Support Questions

Maulz · ‎02-28-2025

Hello Everyone,

I am a Data Quality professional at a company, and currently, I am developing automated data testing. However, at this initial stage, I am facing difficulties in connecting Python to Cloudera/Hue/Hive.

In manual scenarios, I usually connect to Cloudera/Hue through a web portal like this: https://demo.gethue.com/hue/editor/?type=hive.

Is there anyone here who can assist me?

Thanks you

DianaTorres · ‎02-28-2025

@Maulz Welcome to the Cloudera Community!

To help you get the best possible solution, I have tagged our Hive experts @james_jones @ggangadharan who may be able to assist you further.

Please keep us updated on your post, and we hope you find a satisfactory solution to your query.

Regards,

Diana Torres,
Community Moderator

Was your question answered? Make sure to mark the answer as the accepted solution.
If you find a reply useful, say thanks by clicking on the thumbs up button.
Learn more about the Cloudera Community:
Community Guidelines
How to use the forum

james_jones · ‎02-28-2025

@Maulz - Check this document for how to query hive from python3. You don't need Hue for this. https://docs.cloudera.com/cdsw/1.10.5/import-data/topics/cdsw-accessing-data-from-apache-hive.html

This example is for using Kerberos, but you can change or remove the authentication settings, depending on your authentication requiremnts.

Maulz · ‎03-02-2025

@james_jones

I understand what you mean, but can I access it using Python with the LDAP method like Hue?

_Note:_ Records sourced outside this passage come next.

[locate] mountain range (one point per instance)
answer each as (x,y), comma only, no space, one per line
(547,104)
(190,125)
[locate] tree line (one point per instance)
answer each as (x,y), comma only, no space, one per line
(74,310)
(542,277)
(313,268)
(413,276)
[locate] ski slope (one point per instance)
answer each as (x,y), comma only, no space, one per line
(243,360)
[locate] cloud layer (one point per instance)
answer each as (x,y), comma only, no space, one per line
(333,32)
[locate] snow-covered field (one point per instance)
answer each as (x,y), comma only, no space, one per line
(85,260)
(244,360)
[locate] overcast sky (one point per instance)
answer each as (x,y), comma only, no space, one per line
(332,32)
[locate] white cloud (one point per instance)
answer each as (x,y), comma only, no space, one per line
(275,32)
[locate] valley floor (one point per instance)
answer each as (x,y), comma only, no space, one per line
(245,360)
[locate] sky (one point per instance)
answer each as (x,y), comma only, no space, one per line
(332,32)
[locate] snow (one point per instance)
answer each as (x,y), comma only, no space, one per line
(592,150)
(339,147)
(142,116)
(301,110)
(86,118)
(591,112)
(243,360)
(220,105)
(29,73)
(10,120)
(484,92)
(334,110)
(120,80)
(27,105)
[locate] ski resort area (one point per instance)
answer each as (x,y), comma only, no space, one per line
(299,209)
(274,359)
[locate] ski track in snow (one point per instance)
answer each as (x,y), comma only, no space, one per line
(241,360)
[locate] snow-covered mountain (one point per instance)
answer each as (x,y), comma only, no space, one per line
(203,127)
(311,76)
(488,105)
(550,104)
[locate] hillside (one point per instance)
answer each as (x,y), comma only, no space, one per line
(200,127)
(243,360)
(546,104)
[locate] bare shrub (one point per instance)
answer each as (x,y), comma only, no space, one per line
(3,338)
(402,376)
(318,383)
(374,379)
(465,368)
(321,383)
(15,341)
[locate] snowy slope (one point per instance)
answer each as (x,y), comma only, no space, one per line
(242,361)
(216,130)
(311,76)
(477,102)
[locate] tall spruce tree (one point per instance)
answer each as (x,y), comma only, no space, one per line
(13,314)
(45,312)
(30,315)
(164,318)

My reason Since using Kerberos, I encounter issues when creating a ticket in MIT Kerberos that conflicts with my Microsoft AD user. So, I am looking for an alternative option without using Kerberos MIT.

Is it possible?

james_jones · ‎03-03-2025

@Maulz - You can use Knox as a proxy through the cdp-proxy-api topology to connect to Hive or Impala with basic authentication (username/password) like Hue. Using "cdp-proxy-api" assumes Knox is configured for basic authentication instead of SAML or JWT, etc. If it's not, you can manually create a new topology for basic authentication with hive. Here's how to enable Knox to expose Hive with the cdp-proxy-api if it's not configured yet (perhaps select "all" for transport mode:

https://docs.cloudera.com/cdp-private-cloud-base/7.3.1/securing-hive/topics/hive_secure_knox.html

It sounds like you have both AD and MIT KDC. If your user you want to use hive with is in the MIT KDC realm, not AD, you can use a different krb5.conf file, or you can set up a on-way trust between AD and MIT KDC.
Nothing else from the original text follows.